Rams, which in reference to the Biblical episode of the Sacrifice are taken as a symbol of the Eucharistic sacrifice, are placed close to the main altar. (These are also on the north side.)
An inscription cut into the stones of a pillar next to the altar.
The altar seen from behind; of course, when the church was originally built, it would certainly have been covered with a baldachin, and separated from the nave by a rood screen.
Almost nothing remains of the frescos which certainly would have covered most of the walls, apart from this pair of images of the martyr Sebastian and a sainted Pope, possibly Fabian, with whom he traditionally shares his feast day on January 20th. This is in the ambulatory, which also contains a pair of side chapels.
The view down the south aisle as one approaches the entrance to the crypt, which from this point of view is on the right, immediately after the pillar. (The crypt itself is tiny and not very interesting.)

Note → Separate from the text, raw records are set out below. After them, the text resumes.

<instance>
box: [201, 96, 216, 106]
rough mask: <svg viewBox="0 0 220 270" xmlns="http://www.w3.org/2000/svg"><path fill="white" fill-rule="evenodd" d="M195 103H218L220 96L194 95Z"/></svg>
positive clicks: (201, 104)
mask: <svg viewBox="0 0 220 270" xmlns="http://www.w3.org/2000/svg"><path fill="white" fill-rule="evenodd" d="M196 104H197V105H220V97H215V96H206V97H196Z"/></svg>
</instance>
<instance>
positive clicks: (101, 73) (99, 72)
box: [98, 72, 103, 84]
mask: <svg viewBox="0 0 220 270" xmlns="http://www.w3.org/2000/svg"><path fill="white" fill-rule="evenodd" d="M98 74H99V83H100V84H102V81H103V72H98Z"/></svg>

Looking into the main sanctuary after coming out of the crypt.
This view would not of course, be what pilgrims originally saw, since the choir would have been separated from the nave by a rood screen.
A view of the upper gallery; the part of this gallery at the back of the church on the right (above the capital of the Master of Cabestany) was closed up and converted into apartments after the abbey was suppressed in the mid-15th century, and its property given to the diocese of Pienza. The bishops of Pienza used these apartments as a hunting lodge, and since the church was given over to secular use, it was never updated stylistically. 
Back to the ambulatory.
This capital is opposite the one seen above with rams on it; the eagle may be here taken as a symbol of St John the Evangelist.
A holy water font made of two capitals.
These two lions were probably orignally “stylophores”, i.e., set up on the outside of the church to either side of the door as supports for columns, which in turn would have supported a small porch.
A beautiful shot of the abbey seen from the nearby village of Castelnuovo dell’ Abbate.